In an interview context, valence tells you whether a respondent’s emotional reaction to a topic, stimulus, or question is fundamentally pleasant or unpleasant, irrespective of what they say. This distinction matters enormously, because a respondent might describe a product as ‘fine’ while displaying negative facial valence throughout the discussion of it.

Engagement

Engagement, as measured in behavioral research, reflects the level of expressiveness and active involvement a person shows in response to a stimulus or situation. It captures how much a person is ‘in’ an experience, not just how they feel about it. High engagement may be positive or negative, as in; a person who is furious is highly engaged; a bored person is not.

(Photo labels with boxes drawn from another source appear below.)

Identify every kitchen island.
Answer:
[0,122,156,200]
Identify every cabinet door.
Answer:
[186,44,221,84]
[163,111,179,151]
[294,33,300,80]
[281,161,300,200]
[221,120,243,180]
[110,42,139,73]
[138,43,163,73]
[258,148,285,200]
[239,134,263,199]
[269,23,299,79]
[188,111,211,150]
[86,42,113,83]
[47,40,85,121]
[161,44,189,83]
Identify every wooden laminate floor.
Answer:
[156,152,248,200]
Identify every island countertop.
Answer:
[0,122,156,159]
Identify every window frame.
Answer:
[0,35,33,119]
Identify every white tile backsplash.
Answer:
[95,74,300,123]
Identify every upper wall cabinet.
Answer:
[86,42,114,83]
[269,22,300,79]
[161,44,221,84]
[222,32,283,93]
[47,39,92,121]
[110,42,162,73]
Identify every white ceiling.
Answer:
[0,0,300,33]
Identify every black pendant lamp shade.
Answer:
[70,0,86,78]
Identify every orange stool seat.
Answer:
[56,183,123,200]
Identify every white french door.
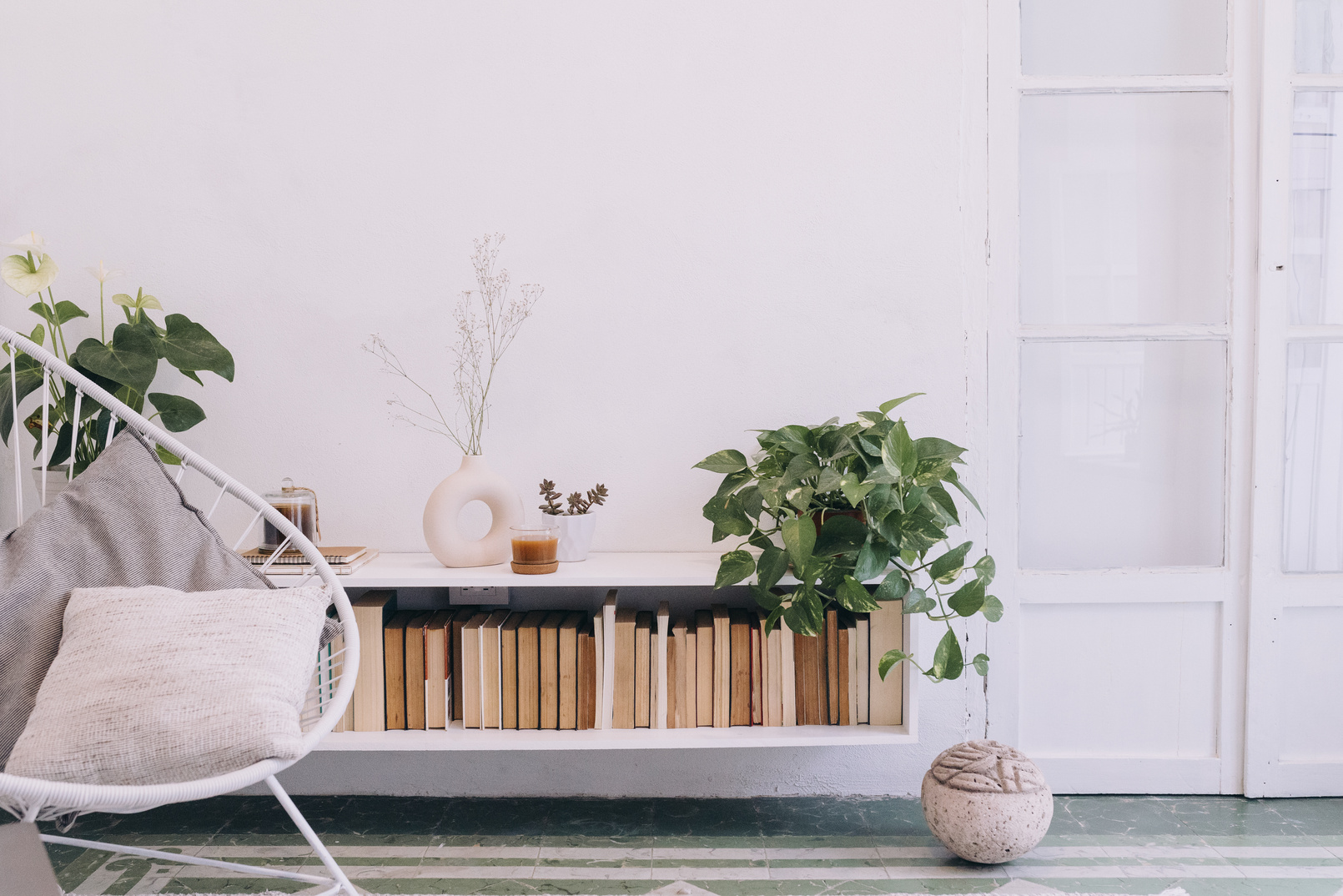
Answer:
[988,0,1259,793]
[1245,0,1343,797]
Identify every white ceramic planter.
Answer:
[33,464,70,504]
[425,454,522,567]
[548,511,596,563]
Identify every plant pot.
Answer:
[33,464,70,504]
[551,511,596,563]
[425,454,522,567]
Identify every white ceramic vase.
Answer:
[425,454,522,567]
[549,511,596,563]
[33,464,70,504]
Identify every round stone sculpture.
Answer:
[920,740,1054,865]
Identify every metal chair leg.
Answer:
[266,775,359,896]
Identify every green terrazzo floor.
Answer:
[33,797,1343,896]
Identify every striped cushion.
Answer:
[0,430,273,763]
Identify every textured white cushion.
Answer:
[5,587,330,784]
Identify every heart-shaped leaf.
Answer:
[0,253,60,297]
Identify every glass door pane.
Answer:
[1018,341,1226,570]
[1021,91,1231,324]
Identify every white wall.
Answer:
[0,0,984,794]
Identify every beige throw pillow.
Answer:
[5,586,330,784]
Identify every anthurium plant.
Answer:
[0,234,234,476]
[694,392,1003,681]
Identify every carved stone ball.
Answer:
[921,740,1054,865]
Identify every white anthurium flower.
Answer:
[5,229,47,258]
[0,253,59,297]
[84,258,125,284]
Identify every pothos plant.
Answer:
[0,234,234,476]
[694,392,1003,681]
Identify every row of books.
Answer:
[333,590,904,731]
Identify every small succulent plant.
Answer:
[539,480,610,516]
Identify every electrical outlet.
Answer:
[447,584,508,605]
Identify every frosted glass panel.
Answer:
[1018,341,1226,570]
[1296,0,1343,74]
[1283,343,1343,572]
[1021,91,1230,324]
[1290,90,1343,324]
[1021,0,1226,75]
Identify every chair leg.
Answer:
[266,775,359,896]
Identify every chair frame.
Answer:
[0,326,359,896]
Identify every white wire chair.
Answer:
[0,326,359,896]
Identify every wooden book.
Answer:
[500,612,526,729]
[651,601,672,728]
[826,607,843,726]
[709,603,732,728]
[854,612,870,726]
[667,619,685,728]
[868,601,905,726]
[383,610,418,731]
[559,612,587,731]
[597,588,618,728]
[612,607,638,728]
[350,591,392,731]
[747,612,764,726]
[537,610,568,731]
[425,610,454,728]
[634,610,652,728]
[449,607,475,718]
[779,618,802,726]
[728,610,751,726]
[460,612,490,728]
[681,623,700,728]
[830,614,858,726]
[579,623,596,731]
[480,610,509,729]
[694,610,717,726]
[517,610,549,729]
[405,612,434,731]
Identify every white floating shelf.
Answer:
[317,722,918,753]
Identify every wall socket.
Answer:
[447,584,508,605]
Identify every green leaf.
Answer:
[161,315,236,381]
[881,420,918,476]
[751,584,783,612]
[811,515,868,557]
[914,436,966,461]
[780,516,817,571]
[713,551,755,590]
[853,536,890,581]
[943,471,984,516]
[877,392,927,416]
[903,588,938,615]
[756,544,788,588]
[873,570,909,601]
[835,575,881,612]
[149,392,205,432]
[28,302,88,326]
[877,650,909,681]
[704,495,755,535]
[0,254,60,297]
[947,579,984,617]
[975,553,998,587]
[928,541,975,584]
[698,448,747,473]
[839,471,877,508]
[75,324,158,392]
[928,629,966,681]
[154,445,181,466]
[0,353,42,445]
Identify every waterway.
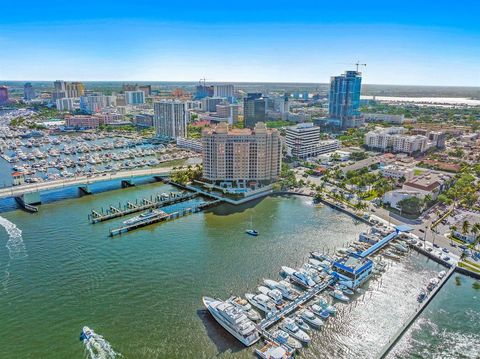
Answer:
[0,183,480,359]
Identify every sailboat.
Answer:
[245,216,258,237]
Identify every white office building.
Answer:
[125,91,145,105]
[153,100,187,139]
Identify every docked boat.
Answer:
[293,315,310,332]
[255,341,294,359]
[316,298,337,314]
[203,297,260,346]
[272,329,302,349]
[310,304,330,320]
[263,279,300,300]
[245,293,277,313]
[280,318,311,343]
[300,309,323,329]
[328,289,350,302]
[417,289,427,303]
[123,210,165,225]
[282,266,315,289]
[227,296,262,322]
[258,285,285,306]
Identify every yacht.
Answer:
[282,266,315,289]
[316,298,337,314]
[258,285,285,306]
[255,341,294,359]
[263,279,300,300]
[293,315,310,332]
[123,210,165,225]
[227,295,262,322]
[280,318,310,343]
[203,297,260,346]
[273,329,302,349]
[245,293,277,313]
[328,289,350,302]
[310,304,330,320]
[300,309,323,329]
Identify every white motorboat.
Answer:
[203,297,260,346]
[272,329,302,349]
[245,293,277,313]
[263,279,300,300]
[282,266,315,288]
[328,289,350,302]
[317,298,337,314]
[258,285,285,306]
[255,341,294,359]
[300,309,324,329]
[228,296,262,322]
[280,318,311,343]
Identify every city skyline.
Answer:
[0,1,480,86]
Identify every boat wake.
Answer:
[0,216,27,259]
[0,216,27,290]
[83,331,122,359]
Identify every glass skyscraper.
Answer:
[328,71,363,128]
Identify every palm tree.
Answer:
[462,220,470,235]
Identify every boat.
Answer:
[272,329,302,349]
[258,285,285,306]
[282,266,315,289]
[227,295,262,322]
[300,309,323,329]
[417,289,427,303]
[263,279,300,300]
[245,293,277,313]
[123,210,165,225]
[427,278,440,292]
[310,304,330,320]
[202,297,260,346]
[328,289,350,302]
[316,298,337,314]
[245,216,258,237]
[293,315,310,332]
[255,341,294,359]
[280,318,311,343]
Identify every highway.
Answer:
[0,167,172,198]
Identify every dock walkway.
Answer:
[88,192,198,224]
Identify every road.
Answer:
[0,167,173,198]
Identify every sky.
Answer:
[0,0,480,86]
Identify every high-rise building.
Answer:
[125,91,145,105]
[0,86,8,105]
[195,84,213,100]
[202,97,224,112]
[328,71,363,128]
[202,122,282,186]
[23,82,37,101]
[56,97,74,112]
[153,100,187,139]
[213,84,235,101]
[243,93,266,128]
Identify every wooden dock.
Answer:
[110,200,221,237]
[88,192,198,224]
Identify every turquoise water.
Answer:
[0,184,478,359]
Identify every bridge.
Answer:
[0,167,173,210]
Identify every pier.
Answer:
[375,266,455,359]
[110,200,221,237]
[88,192,198,224]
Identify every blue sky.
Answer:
[0,0,480,86]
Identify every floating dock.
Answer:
[110,200,221,237]
[88,192,198,224]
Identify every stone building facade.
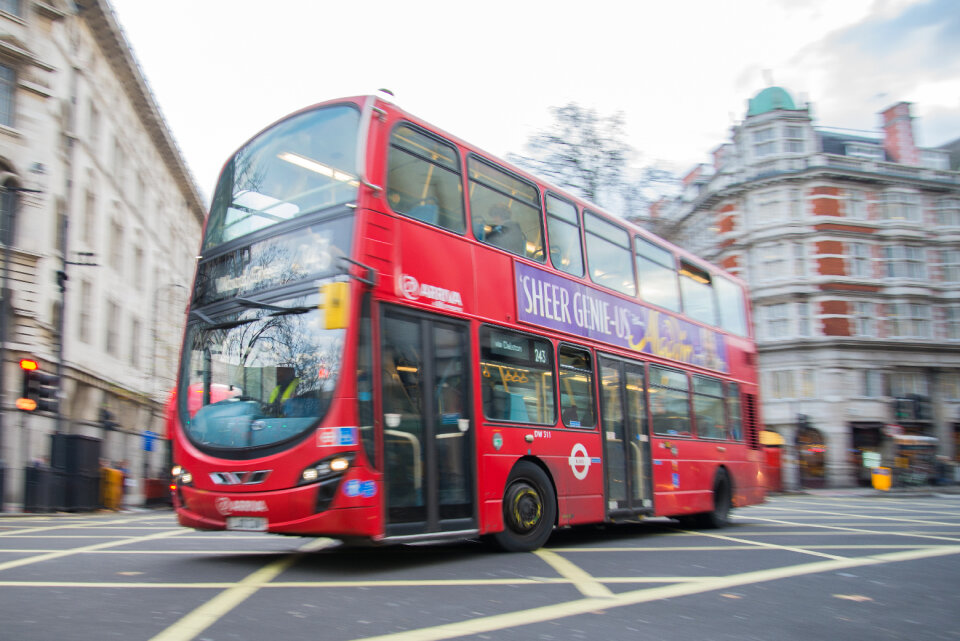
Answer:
[0,0,205,503]
[652,87,960,487]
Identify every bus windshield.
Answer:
[178,293,344,455]
[203,105,360,250]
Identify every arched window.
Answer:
[0,179,20,245]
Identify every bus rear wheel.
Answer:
[697,470,733,530]
[493,461,557,552]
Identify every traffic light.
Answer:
[17,358,60,412]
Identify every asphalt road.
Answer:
[0,495,960,641]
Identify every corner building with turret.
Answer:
[650,87,960,489]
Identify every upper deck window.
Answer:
[637,236,680,312]
[546,194,583,276]
[680,261,717,325]
[467,157,546,263]
[583,211,637,296]
[713,276,747,336]
[387,125,466,234]
[203,105,360,250]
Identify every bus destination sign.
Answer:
[514,263,729,372]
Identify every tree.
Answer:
[508,102,679,218]
[509,102,633,202]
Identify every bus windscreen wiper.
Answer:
[233,296,316,316]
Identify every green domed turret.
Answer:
[747,87,797,116]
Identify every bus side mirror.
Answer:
[319,281,350,329]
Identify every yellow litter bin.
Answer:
[872,467,893,492]
[100,467,123,510]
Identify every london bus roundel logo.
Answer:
[400,274,420,300]
[567,443,590,481]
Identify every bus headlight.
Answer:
[170,465,193,485]
[298,452,354,485]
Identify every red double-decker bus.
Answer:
[171,97,764,550]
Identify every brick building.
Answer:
[651,87,960,487]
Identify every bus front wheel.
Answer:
[493,461,557,552]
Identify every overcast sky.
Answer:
[110,0,960,205]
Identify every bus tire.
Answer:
[698,470,733,530]
[493,461,557,552]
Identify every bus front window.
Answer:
[179,294,344,455]
[203,105,360,250]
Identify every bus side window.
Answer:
[693,376,727,438]
[546,194,583,276]
[467,157,546,263]
[557,345,597,427]
[480,327,557,425]
[649,365,690,436]
[583,211,637,296]
[727,383,743,441]
[635,236,680,312]
[387,125,466,234]
[680,261,717,325]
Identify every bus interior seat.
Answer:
[407,203,440,225]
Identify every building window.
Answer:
[0,181,20,246]
[943,305,960,341]
[0,0,20,16]
[760,303,790,340]
[104,301,120,356]
[847,189,867,220]
[130,318,140,367]
[753,127,777,158]
[89,100,100,144]
[883,245,926,280]
[853,303,877,337]
[797,302,810,336]
[77,280,93,343]
[110,220,123,272]
[757,243,790,282]
[863,369,884,398]
[767,369,796,399]
[800,369,817,398]
[783,125,806,154]
[940,249,960,283]
[881,191,922,223]
[887,303,930,338]
[847,243,873,278]
[940,372,960,398]
[792,243,807,276]
[937,198,960,227]
[0,65,17,127]
[890,372,929,398]
[750,189,785,227]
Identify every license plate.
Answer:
[227,516,267,532]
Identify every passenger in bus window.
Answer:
[483,205,527,256]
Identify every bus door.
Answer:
[381,307,477,537]
[600,356,653,516]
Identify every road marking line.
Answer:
[534,548,613,598]
[348,546,960,641]
[680,532,846,559]
[752,507,957,525]
[0,576,715,590]
[150,539,334,641]
[754,517,960,542]
[0,530,180,572]
[0,518,158,536]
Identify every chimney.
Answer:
[880,102,920,165]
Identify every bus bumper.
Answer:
[176,484,380,537]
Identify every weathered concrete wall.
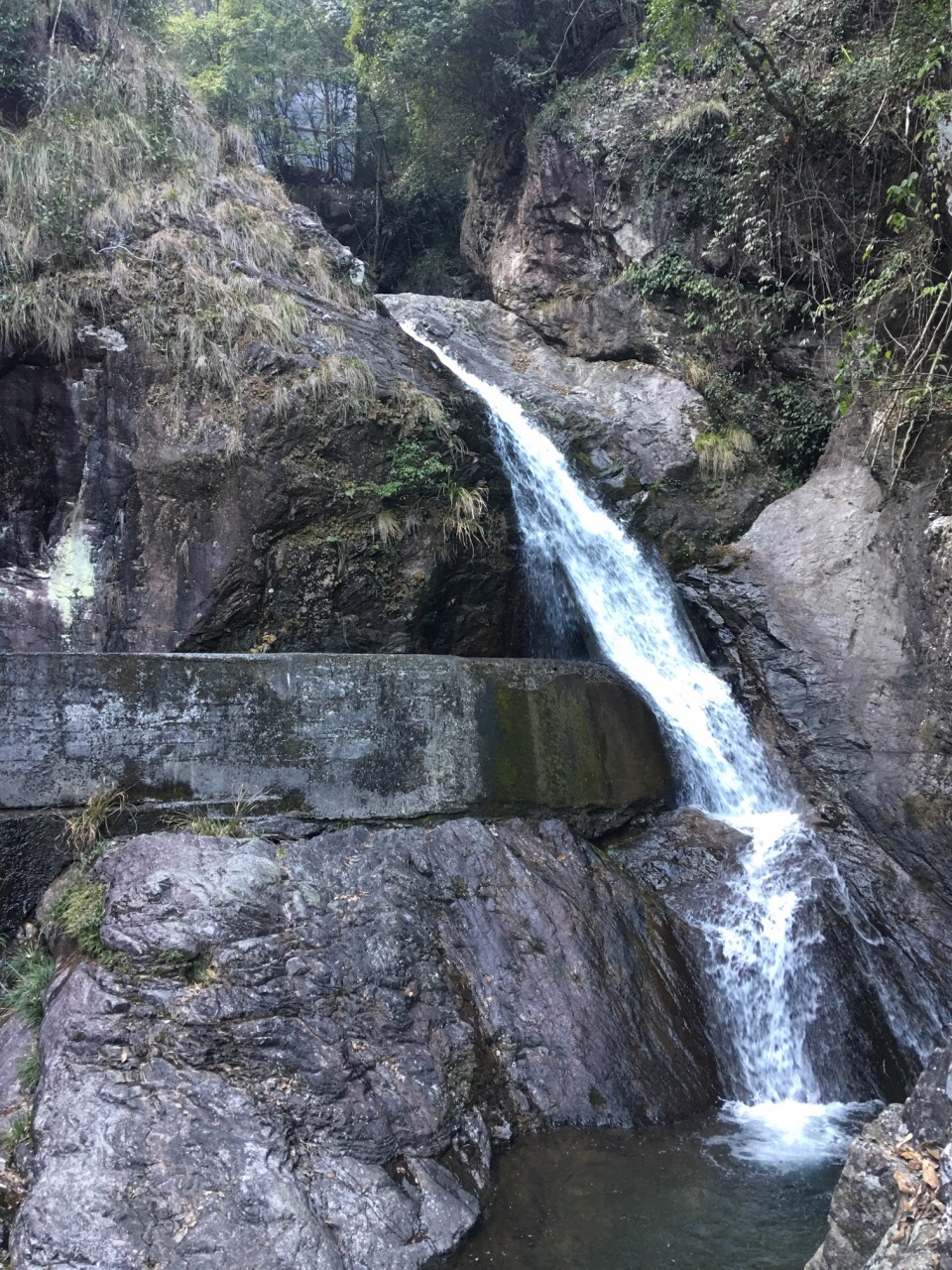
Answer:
[0,654,670,821]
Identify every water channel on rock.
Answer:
[404,321,878,1160]
[448,1114,853,1270]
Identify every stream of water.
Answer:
[404,322,868,1162]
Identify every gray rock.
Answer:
[380,295,707,496]
[13,821,717,1270]
[0,1016,35,1138]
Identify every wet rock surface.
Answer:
[381,295,765,566]
[686,413,952,902]
[807,1045,952,1270]
[12,821,717,1270]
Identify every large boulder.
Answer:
[12,821,717,1270]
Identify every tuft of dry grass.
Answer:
[0,0,376,421]
[307,353,377,423]
[62,784,126,865]
[661,96,731,137]
[443,481,489,552]
[694,427,757,480]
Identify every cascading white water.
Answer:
[403,321,868,1160]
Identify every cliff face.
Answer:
[688,413,952,901]
[0,10,522,653]
[0,820,716,1270]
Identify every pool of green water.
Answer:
[448,1115,840,1270]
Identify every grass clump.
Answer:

In interview research, engagement is a proxy for relevance and salience. Topics that produce high engagement are the ones that matter to participants. Topics that flatline on engagement metrics, even when respondents give detailed verbal answers, may be topics that respondents are processing intellectually rather than feeling.

Quick Insight: The combination of valence and engagement together gives you what might be called the emotional fingerprint of an interview: not just what people feel, but how intensely they feel it and whether that feeling is positive or negative.

Arousal and Dominance

A third dimension commonly used in affective research is arousal, which covers the physiological and psychological activation level associated with an emotional state. Relaxation and boredom sit at the low-arousal end; excitement and anger sit at the high-arousal end. Dominance, a less commonly used fourth dimension, captures the degree to which a person feels in control of a situation.

Both arousal and dominance are measurable from voice characteristics. audEERING’s devAIce technology, integrated into iMotions’ voice analysis module, outputs all three dimensions (valence, arousal, and dominance) on continuous scales in real time. This three-dimensional picture of emotional expression provides significantly more nuance than simple categorical labels like ‘happy’ or ‘sad’.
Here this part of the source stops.